In 2010, Pam England wrote a series of pieces about ways in which we can change birth in our culture. The Birthing From Within leadership and blog team has chosen 12 of these pieces and updated them to reflect current understandings within the birth world as well as our current approaches and offerings as an organization. We will be sharing one piece for each month of 2018, both on the blog and in our monthly newsletters. We hope you enjoy this wonderful material, both as archival treasure and as new, innovative insights!
We used to say that parents needed two ways of “knowing” to give birth: primordial and modern knowing. Now, we have come to believe that holistic preparation for birth and parenting requires three ways of knowing: primordial knowing, modern knowing, and knowing thyself.
The first way of knowing is primordial knowing: the innate parental instinct.
People have this knowing in their bones, and they can access it when they are not in their thinking minds! However, social conditioning has taught us not to trust or act on our gut knowing–until we have “thought it through,” researched it, second guessed it, or checked with others about what they think or would do. One of parents’ modern tasks of pregnancy is to first learn to feel their gut instinct and to distinguish this feeling from fleeting fear (or the contagious fear of others). Another task is to awaken the fierce protective parent within and boldly act on their gut instinct. Instead of trying to “get it right” (which is impossible!), parents need to learn (or remember) to arise in love, doing what needs to be done in the moment, without attachment to outcome.
The second way of knowing is modern knowing: being savvy about what’s happening in modern medical birth.
Like it or not, and whether parents are planning to birth at home or in a hospital, one of the modern tasks of birth preparation for all parents is to learn about the medical birth culture in their community. Modern knowing includes holistic preparation for all kinds of possibilities, including inductions, cesarean birth and navigating through postpartum. This kind of knowing may actually help parents decide where they want to labor. Even if they are planning to labor and birth at home, knowing about the hospital they would transfer to if needed will help them to be resourceful in a crisis.
The third way of knowing, knowing thyself, is the most important.

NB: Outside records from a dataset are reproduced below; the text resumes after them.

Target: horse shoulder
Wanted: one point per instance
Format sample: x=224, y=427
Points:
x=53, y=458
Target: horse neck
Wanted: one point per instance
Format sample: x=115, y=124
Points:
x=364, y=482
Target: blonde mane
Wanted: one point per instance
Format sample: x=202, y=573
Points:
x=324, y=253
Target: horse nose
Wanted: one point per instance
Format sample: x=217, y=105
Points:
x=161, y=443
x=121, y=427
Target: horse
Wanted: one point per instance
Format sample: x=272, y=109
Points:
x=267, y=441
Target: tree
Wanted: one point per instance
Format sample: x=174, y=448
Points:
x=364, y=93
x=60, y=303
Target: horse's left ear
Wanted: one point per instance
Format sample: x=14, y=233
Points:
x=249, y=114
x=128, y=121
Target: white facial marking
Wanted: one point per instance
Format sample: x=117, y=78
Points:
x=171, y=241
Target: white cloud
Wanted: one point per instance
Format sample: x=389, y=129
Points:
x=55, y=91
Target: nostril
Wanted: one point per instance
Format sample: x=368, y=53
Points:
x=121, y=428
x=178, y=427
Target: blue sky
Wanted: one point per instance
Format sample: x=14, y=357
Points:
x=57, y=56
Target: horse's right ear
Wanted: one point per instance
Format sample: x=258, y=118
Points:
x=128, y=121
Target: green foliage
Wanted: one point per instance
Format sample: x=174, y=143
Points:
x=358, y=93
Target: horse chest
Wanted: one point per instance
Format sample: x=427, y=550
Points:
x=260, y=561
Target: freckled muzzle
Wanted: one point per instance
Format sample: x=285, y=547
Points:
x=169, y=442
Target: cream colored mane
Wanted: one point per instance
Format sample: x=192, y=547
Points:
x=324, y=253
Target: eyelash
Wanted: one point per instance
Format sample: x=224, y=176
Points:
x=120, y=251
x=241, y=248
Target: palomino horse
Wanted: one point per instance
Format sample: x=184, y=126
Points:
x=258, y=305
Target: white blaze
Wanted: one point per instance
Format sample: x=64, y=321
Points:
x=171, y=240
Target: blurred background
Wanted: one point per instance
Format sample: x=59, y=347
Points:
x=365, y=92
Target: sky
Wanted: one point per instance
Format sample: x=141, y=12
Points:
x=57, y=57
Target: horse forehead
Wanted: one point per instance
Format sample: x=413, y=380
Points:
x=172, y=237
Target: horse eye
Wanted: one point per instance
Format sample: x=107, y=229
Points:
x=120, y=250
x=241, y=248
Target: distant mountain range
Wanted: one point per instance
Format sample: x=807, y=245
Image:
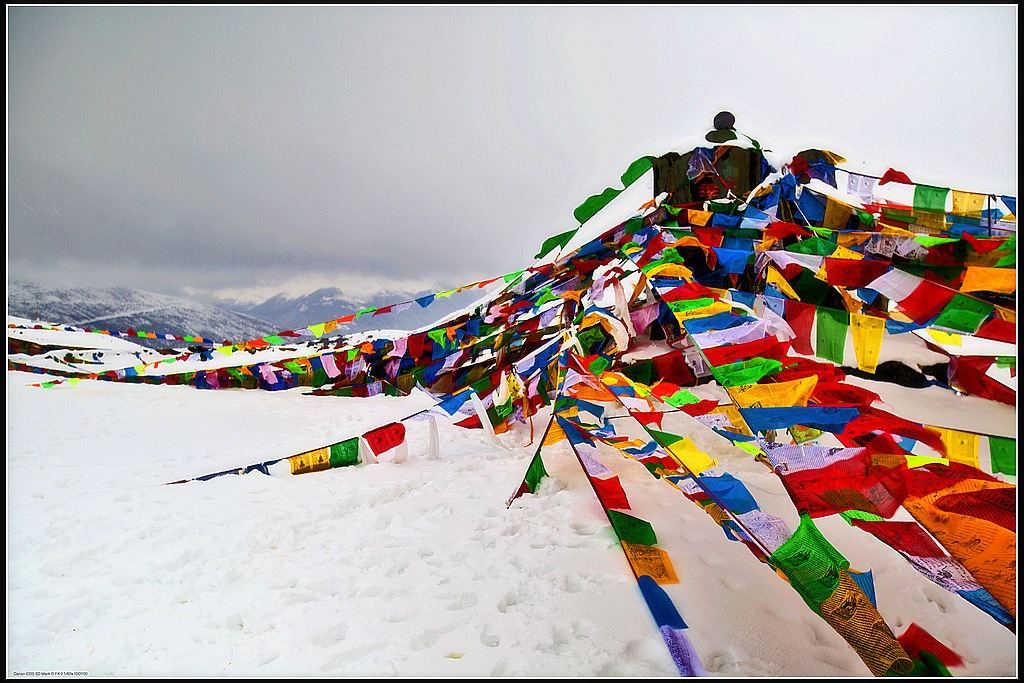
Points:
x=119, y=308
x=331, y=303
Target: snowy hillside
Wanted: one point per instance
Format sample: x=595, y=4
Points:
x=119, y=308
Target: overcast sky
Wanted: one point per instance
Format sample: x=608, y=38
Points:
x=285, y=148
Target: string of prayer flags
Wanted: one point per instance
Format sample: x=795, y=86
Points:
x=819, y=573
x=964, y=313
x=672, y=627
x=866, y=482
x=1003, y=453
x=961, y=446
x=632, y=529
x=925, y=555
x=826, y=418
x=684, y=451
x=867, y=332
x=385, y=437
x=832, y=330
x=778, y=394
x=650, y=561
x=915, y=641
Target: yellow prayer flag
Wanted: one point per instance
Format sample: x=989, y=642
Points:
x=837, y=214
x=671, y=270
x=698, y=217
x=554, y=435
x=867, y=332
x=968, y=204
x=686, y=453
x=779, y=394
x=921, y=461
x=650, y=561
x=775, y=279
x=737, y=424
x=712, y=309
x=978, y=279
x=691, y=242
x=894, y=229
x=849, y=254
x=946, y=337
x=853, y=239
x=961, y=446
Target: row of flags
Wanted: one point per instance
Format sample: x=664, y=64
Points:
x=760, y=297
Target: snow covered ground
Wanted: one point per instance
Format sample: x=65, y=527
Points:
x=411, y=566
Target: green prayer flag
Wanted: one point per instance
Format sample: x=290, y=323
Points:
x=964, y=313
x=932, y=241
x=632, y=529
x=589, y=208
x=810, y=562
x=598, y=365
x=689, y=304
x=833, y=327
x=640, y=372
x=557, y=241
x=439, y=336
x=636, y=171
x=850, y=515
x=535, y=472
x=1004, y=454
x=682, y=397
x=930, y=199
x=634, y=224
x=545, y=297
x=1008, y=261
x=815, y=246
x=665, y=438
x=810, y=289
x=345, y=453
x=364, y=311
x=740, y=373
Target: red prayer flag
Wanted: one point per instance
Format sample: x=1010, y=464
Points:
x=801, y=317
x=610, y=493
x=926, y=301
x=850, y=272
x=905, y=538
x=386, y=437
x=916, y=639
x=893, y=175
x=769, y=347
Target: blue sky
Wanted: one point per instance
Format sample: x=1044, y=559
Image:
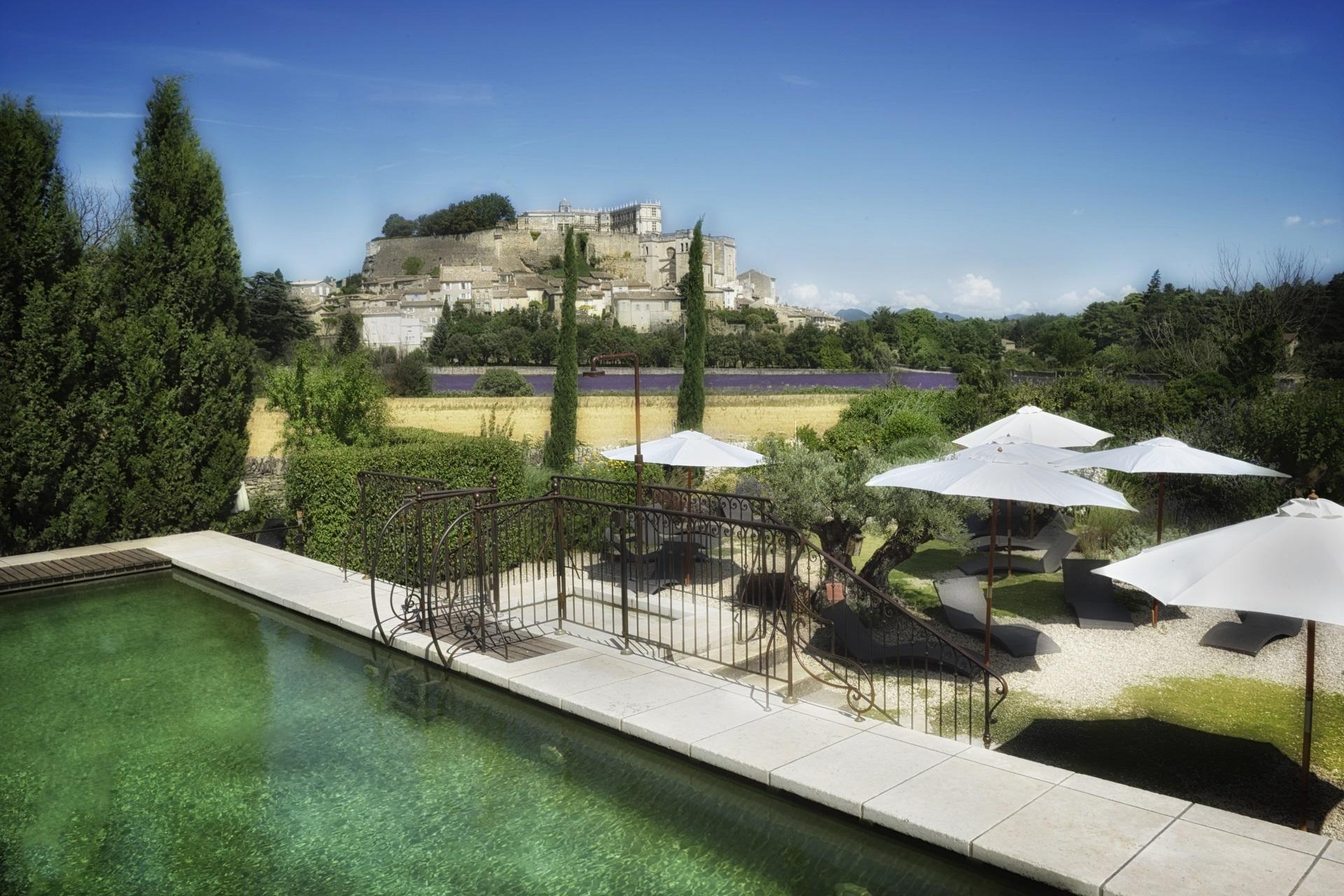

This should be parents’ first priority during preparation for birth as a rite of passage — and the priority of childbirth mentors in classes, prenatal meetings, appointments, and so on. Before parents can know where they are going, they need to know from where they came and where they stand now. The reason is this: we inevitably “choose” books, classes and birth companions that are in alignment with our assumptions about birth. We rarely “choose” based on what is happening NOW and what we are learning NOW. Usually we just do what feels right or familiar. What feels right is usually what fits with what we learned to trust as a child. Birthing from Within’s childbirth educator and doula training programs guide birth professionals in ways to help parents make an inventory of their beliefs, assumptions, and agreements.
Parents: Before learning what is out there in the birth world, and before “choosing,” “deciding,” or “planning” anything…begin within. Be aware of what is motivating you to research or control, choose or avoid, act or freeze. Ask yourself:
- What do I believe or assume to be true about birth, pain, babies, mothering, hospitals, etc.?
- From where does this specific belief, assumption, or preference come? (It didn’t originate from within your own mind. We are conditioned as children to believe that certain beliefs or preferences demonstrate responsiblility, bring us approval, keep us safe, etc.)
- From where does this emotion (e.g. fear, shame, guilt) arise? How do I know to feel this way? How does it help me to feel this way? (This is also a learned pattern.)
- What assumption is motivating you to go toward this decision, or away from it?
- What is motivating me to read one book, and to avoid another? What is motivating me to avoid certain chapters or topics? Am I choosing to read material that matches familiar assumptions?